Service Transfer Terms & Conditions
SERVICE TRANSFER AGREEMENT
THIS SERVICE TRANSFER AGREEMENT (this “STA”) contains the terms and conditions that govern the transition of coaching services out of the coach-matching platform (the “Platform”) developed, maintained, and hosted by CoachSelect, Inc., a Delaware corporation (“CoachSelect”) with respect to the specific coaching relationship described in a written (including electronic) communication from CoachSelect that specifically refers to this STA (the “Relationship”).
Reference is hereby made to the agreement entered into between CoachSelect and you (as a Client or Coach, as applicable) that governs the Relationship (as amended and/or modified to date, the “Agreement”). For purposes of this STA, capitalized terms not defined herein shall have the same meaning as those terms are given in the Agreement.
BY ACCEPTING A TRANSITION OF THE RELATIONSHIP OUT OF THE PLATFORM, YOU HEREBY AGREE TO THE TERMS AND CONDITIONS CONTAINED IN THIS STA.
NOW, THEREFORE, in consideration of the mutual promises and covenants hereinafter set forth and other good and valuable consideration, the receipt of which is hereby acknowledged by the Parties, the Parties hereto agree as follows:
1. Transfer of Services. The coaching services provided in connection with the Relationship pursuant to the Agreement shall be transitioned and no longer governed by the Agreement, except for those provisions of the Agreement that expressly or should by their nature survive termination of the Agreement, including without limitation provisions related to confidentiality, indemnification, and limitations on liability. Except as otherwise set forth herein, each Party hereby agrees that the other Party hereto has fully satisfied and discharged all of its performance obligations under the Agreement with respect to the Relationship, subject to any outstanding payment obligations that have accrued under the Agreement and remain unpaid as of the effective date of this STA.
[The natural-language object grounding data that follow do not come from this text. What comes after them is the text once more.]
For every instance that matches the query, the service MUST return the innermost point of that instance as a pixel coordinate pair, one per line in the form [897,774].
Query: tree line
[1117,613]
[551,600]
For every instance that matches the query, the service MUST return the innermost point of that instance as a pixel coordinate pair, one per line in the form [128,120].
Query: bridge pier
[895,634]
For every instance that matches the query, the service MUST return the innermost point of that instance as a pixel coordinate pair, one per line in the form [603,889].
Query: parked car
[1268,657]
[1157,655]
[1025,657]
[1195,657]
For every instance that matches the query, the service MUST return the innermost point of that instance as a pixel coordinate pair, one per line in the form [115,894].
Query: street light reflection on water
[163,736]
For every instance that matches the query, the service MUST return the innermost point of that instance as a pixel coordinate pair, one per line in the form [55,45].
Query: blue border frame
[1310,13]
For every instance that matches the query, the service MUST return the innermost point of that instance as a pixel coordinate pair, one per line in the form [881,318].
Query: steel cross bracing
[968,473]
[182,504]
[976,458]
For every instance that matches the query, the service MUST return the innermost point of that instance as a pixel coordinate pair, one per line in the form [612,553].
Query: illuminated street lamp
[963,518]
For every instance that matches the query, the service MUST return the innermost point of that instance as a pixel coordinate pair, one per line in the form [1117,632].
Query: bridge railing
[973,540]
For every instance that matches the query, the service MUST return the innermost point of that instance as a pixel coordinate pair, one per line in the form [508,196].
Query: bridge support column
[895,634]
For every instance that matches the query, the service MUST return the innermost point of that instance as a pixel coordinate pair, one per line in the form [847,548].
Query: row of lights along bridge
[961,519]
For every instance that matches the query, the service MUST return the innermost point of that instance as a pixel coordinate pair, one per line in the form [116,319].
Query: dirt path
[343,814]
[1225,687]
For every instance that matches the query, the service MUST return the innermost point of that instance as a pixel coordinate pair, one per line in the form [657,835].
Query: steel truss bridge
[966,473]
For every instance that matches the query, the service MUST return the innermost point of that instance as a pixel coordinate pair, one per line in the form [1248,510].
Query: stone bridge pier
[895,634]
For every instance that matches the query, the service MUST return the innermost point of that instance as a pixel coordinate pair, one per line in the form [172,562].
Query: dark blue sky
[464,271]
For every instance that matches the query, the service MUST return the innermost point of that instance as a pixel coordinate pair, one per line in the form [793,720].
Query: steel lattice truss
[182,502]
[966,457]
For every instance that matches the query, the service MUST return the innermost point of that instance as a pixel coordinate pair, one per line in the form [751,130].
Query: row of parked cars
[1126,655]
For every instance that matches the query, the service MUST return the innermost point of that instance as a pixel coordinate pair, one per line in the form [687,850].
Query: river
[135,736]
2. Governing Law. This Termination shall be governed by and construed under the laws of the same jurisdiction which governs the Agreement, without giving effect to the conflicts of laws principles thereof.
3. Entire Agreement. This Termination constitutes the full and entire understanding and agreement between the Parties with regard to the subjects hereof.
4. Counterparts. This Termination may be executed in any number of counterparts, each of which shall be deemed an original, but all of which together shall constitute one and the same instrument. Counterparts may be delivered via facsimile, electronic mail (including pdf or any electronic signature complying with the U.S. federal ESIGN Act of 2000, e.g., www.docusign.com) or other transmission method and any counterpart so delivered shall be deemed to have been duly and validly delivered and be valid and effective for all purposes.